Wiring it into your app
Scenario A — "Pick an element" mode
User clicks a toolbar button → ring starts → user clicks an element → you do something with the selector:
import type { SpotterOptions } from '@perhapxin/dddk';
function startElementPick() {
dddk.spotter.start();
const off = dddk.on('pointer_lock', ({ selector }) => {
off();
dddk.spotter.destroy();
dddk.startAgent(`Tell me about this element.`, {
selection: { element: selector },
});
});
}
Scenario B — Lasso a region for the agent
function startLasso() {
dddk.spotter.start();
// Custom hotkey starts the lasso at the cursor (your code captures cursor pos).
document.addEventListener('mousedown', (e) => {
if (!e.shiftKey) return;
dddk.spotter.beginLasso(e.pageX, e.pageY);
const upOnce = (ev: MouseEvent) => {
dddk.spotter.endLasso(true);
document.removeEventListener('mouseup', upOnce);
};
document.addEventListener('mouseup', upOnce);
});
dddk.on('pointer_lasso', ({ elements, bounds }) => {
const selectors = elements.map((el) => el.tagName.toLowerCase()).join(', ');
dddk.startAgent(`The user circled this region: ${selectors} (${bounds.width}×${bounds.height}).`);
});
}
pointer_lasso carries the list of fully-contained HTMLElements and the bounding DOMRect. The list is currently a full-DOM O(n) scan — fine for the deliberate-gesture use case but don't fire it 60 times a second.

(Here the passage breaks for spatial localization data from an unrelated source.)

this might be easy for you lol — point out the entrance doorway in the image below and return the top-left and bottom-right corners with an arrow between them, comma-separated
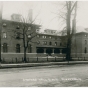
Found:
37,48 -> 44,53
54,48 -> 60,53
46,48 -> 52,56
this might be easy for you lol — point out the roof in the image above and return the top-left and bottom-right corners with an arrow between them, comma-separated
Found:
74,32 -> 88,35
2,19 -> 41,29
37,32 -> 60,37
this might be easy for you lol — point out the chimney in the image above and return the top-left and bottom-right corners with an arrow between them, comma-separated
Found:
28,9 -> 33,23
11,14 -> 21,22
72,19 -> 76,34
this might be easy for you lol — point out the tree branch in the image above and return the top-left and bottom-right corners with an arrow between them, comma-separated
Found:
71,1 -> 77,13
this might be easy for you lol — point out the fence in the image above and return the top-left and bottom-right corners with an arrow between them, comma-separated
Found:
1,53 -> 88,63
1,56 -> 66,63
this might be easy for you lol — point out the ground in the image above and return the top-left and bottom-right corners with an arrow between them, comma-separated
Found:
0,64 -> 88,87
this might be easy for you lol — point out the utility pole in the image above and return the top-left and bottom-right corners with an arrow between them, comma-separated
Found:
0,2 -> 3,62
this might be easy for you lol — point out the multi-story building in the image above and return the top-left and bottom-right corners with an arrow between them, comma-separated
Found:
1,19 -> 66,54
1,15 -> 67,62
2,14 -> 88,62
71,32 -> 88,58
36,33 -> 67,55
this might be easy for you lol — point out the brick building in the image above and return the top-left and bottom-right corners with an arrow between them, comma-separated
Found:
1,18 -> 67,62
71,32 -> 88,57
2,14 -> 88,62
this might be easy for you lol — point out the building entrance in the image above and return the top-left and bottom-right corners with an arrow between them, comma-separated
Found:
46,48 -> 52,56
37,48 -> 44,53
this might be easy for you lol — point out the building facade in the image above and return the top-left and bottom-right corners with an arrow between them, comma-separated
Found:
1,18 -> 67,62
71,32 -> 88,57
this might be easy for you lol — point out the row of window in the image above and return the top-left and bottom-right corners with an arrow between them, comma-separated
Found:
2,32 -> 21,39
37,41 -> 62,46
37,35 -> 58,39
2,32 -> 32,39
3,23 -> 32,30
2,43 -> 31,53
2,33 -> 58,40
2,43 -> 21,53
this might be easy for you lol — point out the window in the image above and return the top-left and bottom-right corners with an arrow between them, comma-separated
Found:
43,41 -> 47,45
16,26 -> 20,29
36,29 -> 39,33
44,36 -> 46,38
42,36 -> 44,38
3,32 -> 7,38
60,43 -> 62,46
85,35 -> 87,37
42,35 -> 46,38
55,42 -> 57,46
37,35 -> 39,37
85,40 -> 87,44
28,35 -> 31,38
49,42 -> 52,45
16,32 -> 20,39
3,23 -> 6,27
84,47 -> 87,53
49,36 -> 51,39
28,27 -> 31,30
16,44 -> 20,53
37,41 -> 40,44
3,43 -> 8,53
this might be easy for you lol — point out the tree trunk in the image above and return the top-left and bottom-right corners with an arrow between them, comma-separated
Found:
66,2 -> 71,61
24,47 -> 27,62
23,31 -> 27,63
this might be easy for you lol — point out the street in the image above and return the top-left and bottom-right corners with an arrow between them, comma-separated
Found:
0,64 -> 88,87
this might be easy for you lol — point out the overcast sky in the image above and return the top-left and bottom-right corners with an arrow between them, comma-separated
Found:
2,1 -> 88,32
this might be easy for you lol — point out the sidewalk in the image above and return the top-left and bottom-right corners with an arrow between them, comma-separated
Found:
0,61 -> 88,68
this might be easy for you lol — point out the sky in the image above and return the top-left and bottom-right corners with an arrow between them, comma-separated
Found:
2,1 -> 88,32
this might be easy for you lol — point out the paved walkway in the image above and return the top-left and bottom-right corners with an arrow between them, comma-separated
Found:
0,61 -> 88,68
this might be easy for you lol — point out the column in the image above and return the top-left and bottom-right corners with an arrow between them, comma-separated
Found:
44,48 -> 46,54
60,49 -> 62,54
52,48 -> 54,54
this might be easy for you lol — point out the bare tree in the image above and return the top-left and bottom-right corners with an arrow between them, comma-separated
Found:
8,11 -> 41,63
66,1 -> 77,62
55,1 -> 77,61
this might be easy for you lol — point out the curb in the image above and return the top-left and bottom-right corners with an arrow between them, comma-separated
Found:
0,61 -> 88,69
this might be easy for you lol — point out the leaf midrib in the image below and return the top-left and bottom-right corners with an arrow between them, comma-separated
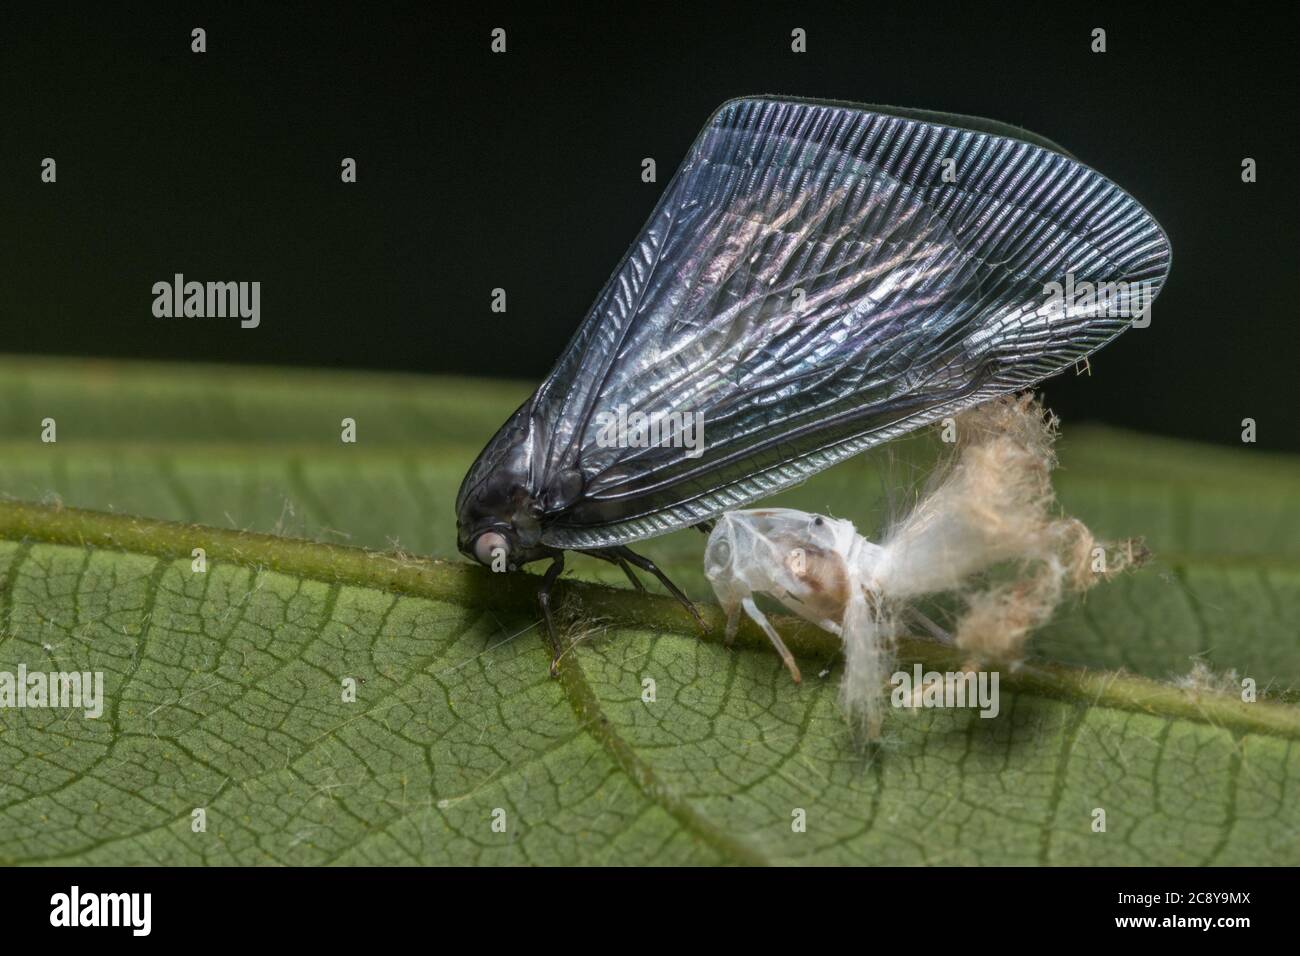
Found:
4,498 -> 1296,866
1,498 -> 1294,738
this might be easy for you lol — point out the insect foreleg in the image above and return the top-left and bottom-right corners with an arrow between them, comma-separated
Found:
537,553 -> 567,677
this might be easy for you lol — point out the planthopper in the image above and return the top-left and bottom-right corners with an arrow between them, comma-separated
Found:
455,96 -> 1170,673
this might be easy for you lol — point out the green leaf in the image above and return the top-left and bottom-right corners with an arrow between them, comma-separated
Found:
0,356 -> 1297,865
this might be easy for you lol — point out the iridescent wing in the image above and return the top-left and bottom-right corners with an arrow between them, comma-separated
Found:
471,97 -> 1172,550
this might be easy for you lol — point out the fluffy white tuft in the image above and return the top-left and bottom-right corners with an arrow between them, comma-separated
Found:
873,394 -> 1144,660
706,393 -> 1146,744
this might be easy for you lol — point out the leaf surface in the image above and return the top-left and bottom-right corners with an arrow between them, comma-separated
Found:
0,357 -> 1296,865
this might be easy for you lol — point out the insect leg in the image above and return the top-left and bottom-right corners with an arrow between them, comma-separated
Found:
906,607 -> 954,645
721,599 -> 742,646
617,561 -> 647,591
610,545 -> 705,628
692,520 -> 716,534
740,596 -> 802,684
587,549 -> 647,592
537,553 -> 566,677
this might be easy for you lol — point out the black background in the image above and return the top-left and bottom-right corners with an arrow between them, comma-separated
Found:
2,3 -> 1295,449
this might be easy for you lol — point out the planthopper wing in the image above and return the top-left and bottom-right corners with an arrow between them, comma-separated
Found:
511,96 -> 1171,550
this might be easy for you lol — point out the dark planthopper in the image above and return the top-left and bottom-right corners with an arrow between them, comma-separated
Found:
455,96 -> 1171,674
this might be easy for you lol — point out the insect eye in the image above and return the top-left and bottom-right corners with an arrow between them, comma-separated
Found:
473,532 -> 509,567
704,538 -> 732,577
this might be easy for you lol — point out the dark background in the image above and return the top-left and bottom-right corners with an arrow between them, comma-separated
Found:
2,3 -> 1295,449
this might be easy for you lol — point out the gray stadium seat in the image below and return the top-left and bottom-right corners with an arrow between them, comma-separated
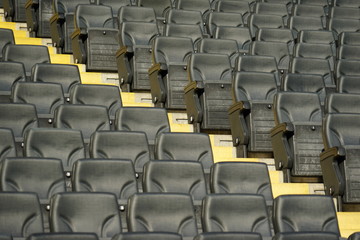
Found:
155,132 -> 214,172
197,38 -> 239,67
2,44 -> 50,78
202,194 -> 273,240
271,92 -> 323,182
194,233 -> 262,240
90,130 -> 150,174
72,158 -> 137,231
273,195 -> 340,236
214,0 -> 250,24
210,162 -> 274,208
214,26 -> 252,54
206,12 -> 243,37
228,71 -> 277,157
117,21 -> 159,91
250,41 -> 290,72
24,128 -> 85,176
184,53 -> 232,132
0,192 -> 43,238
335,59 -> 360,86
288,16 -> 324,36
331,0 -> 360,8
136,0 -> 172,25
273,232 -> 340,240
115,107 -> 170,148
149,36 -> 194,109
71,4 -> 119,71
11,82 -> 64,127
98,0 -> 132,28
25,0 -> 53,37
0,128 -> 17,163
327,18 -> 360,39
254,2 -> 288,23
339,32 -> 360,45
248,13 -> 285,39
297,30 -> 336,53
143,160 -> 207,203
262,0 -> 293,13
174,0 -> 211,20
337,45 -> 360,60
70,84 -> 122,125
281,73 -> 326,105
165,9 -> 205,33
0,28 -> 15,61
0,62 -> 26,103
50,192 -> 122,237
118,6 -> 156,24
50,0 -> 91,53
235,55 -> 281,87
127,193 -> 198,239
292,4 -> 326,20
31,63 -> 81,101
255,28 -> 295,49
54,104 -> 111,143
0,103 -> 38,150
289,57 -> 335,90
164,23 -> 204,48
294,43 -> 335,71
328,6 -> 360,20
325,93 -> 360,114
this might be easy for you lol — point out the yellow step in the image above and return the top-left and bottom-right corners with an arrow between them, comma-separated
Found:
168,113 -> 193,133
0,21 -> 26,30
271,183 -> 310,198
15,37 -> 43,45
50,53 -> 73,64
81,72 -> 105,84
337,212 -> 360,238
212,146 -> 235,159
13,29 -> 28,38
120,92 -> 152,107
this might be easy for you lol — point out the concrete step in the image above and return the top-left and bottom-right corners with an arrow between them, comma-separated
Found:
337,212 -> 360,238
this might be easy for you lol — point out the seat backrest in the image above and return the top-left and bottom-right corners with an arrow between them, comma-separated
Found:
197,38 -> 238,66
335,59 -> 360,79
0,128 -> 16,163
118,6 -> 156,24
298,30 -> 336,46
248,13 -> 284,38
337,45 -> 360,60
120,22 -> 159,47
281,73 -> 326,103
98,0 -> 131,16
112,233 -> 182,240
73,159 -> 137,200
323,113 -> 360,149
24,128 -> 85,171
11,82 -> 64,115
136,0 -> 172,18
31,63 -> 81,98
188,53 -> 232,82
0,62 -> 26,93
250,41 -> 290,70
337,76 -> 360,94
50,192 -> 122,237
294,43 -> 334,61
128,193 -> 198,237
325,93 -> 360,114
328,18 -> 360,37
292,4 -> 326,17
53,0 -> 91,15
0,103 -> 38,139
175,0 -> 210,15
210,162 -> 273,203
115,107 -> 170,145
274,92 -> 322,124
3,45 -> 50,77
329,6 -> 360,20
273,195 -> 340,234
155,132 -> 214,169
206,12 -> 243,37
214,26 -> 252,50
165,9 -> 204,29
164,24 -> 203,46
27,233 -> 99,240
70,84 -> 122,120
256,28 -> 294,44
0,28 -> 15,61
90,130 -> 150,170
153,36 -> 194,65
0,157 -> 65,201
202,194 -> 272,237
332,0 -> 360,7
143,160 -> 207,201
233,71 -> 278,102
288,16 -> 324,33
339,32 -> 360,46
75,4 -> 115,29
54,104 -> 111,141
0,192 -> 43,237
235,55 -> 279,73
215,0 -> 250,23
254,2 -> 288,16
290,57 -> 334,86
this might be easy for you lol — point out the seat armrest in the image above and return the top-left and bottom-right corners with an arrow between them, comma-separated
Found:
25,0 -> 38,9
184,81 -> 204,94
228,101 -> 250,115
50,13 -> 64,24
270,122 -> 294,137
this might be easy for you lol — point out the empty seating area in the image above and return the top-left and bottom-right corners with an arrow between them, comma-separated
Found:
1,0 -> 360,239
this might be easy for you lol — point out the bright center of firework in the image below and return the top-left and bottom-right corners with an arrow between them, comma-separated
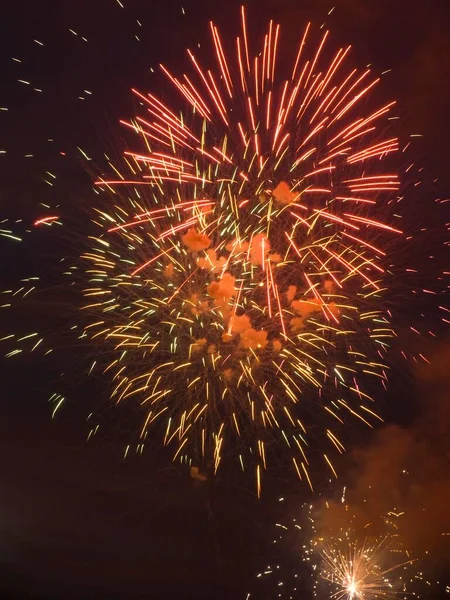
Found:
346,579 -> 358,599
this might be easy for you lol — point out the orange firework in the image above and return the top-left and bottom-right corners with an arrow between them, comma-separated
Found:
81,7 -> 404,494
2,8 -> 413,495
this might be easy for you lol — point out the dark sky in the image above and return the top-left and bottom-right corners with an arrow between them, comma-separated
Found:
1,1 -> 450,599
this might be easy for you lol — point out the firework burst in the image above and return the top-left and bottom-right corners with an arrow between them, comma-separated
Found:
2,7 -> 420,493
318,535 -> 412,600
248,494 -> 434,600
75,7 -> 407,492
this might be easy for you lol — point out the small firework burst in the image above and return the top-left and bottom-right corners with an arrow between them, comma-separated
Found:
318,535 -> 412,600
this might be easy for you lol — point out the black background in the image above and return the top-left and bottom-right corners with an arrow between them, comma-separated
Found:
1,1 -> 450,598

Spotter vs. Dwell — when to use which
Both let the user "point at an element." The difference is in the gesture:
| Surface | Trigger | Best for |
|---|---|---|
| Dwell | Long-press an element | Mobile + desktop. User holds on the element itself; no separate picker mode. See Dwell. |
| Spotter | Hover with ring + click | Power-user pick flow where the user explicitly enters "point at something" mode (toolbar button, /inspect skill). |
Rule of thumb: if the gesture happens in passing (user is reading, sees something, long-presses it), use Dwell. If the gesture is a mode the user enters ("Help me pick an element"), use Spotter.
The two can coexist — Dwell takes long-press, Spotter takes hover+click — but if both are enabled, document why; users get confused when two similar gestures both pin elements with subtly different behaviour.
When NOT to use Spotter
- Selecting text — just use
window.getSelection(). The palette's chip-bar reads it automatically on open. - Confirming an agent step — that's gestures (
onAccept). - Long-press to pin — use Dwell. Spotter's ring is for "rest your mouse and we'll frame what's under it," not for explicit long-press.
- Hover tooltips — use HTML
titleor your own tooltip lib. Spotter is heavier and has app-level state.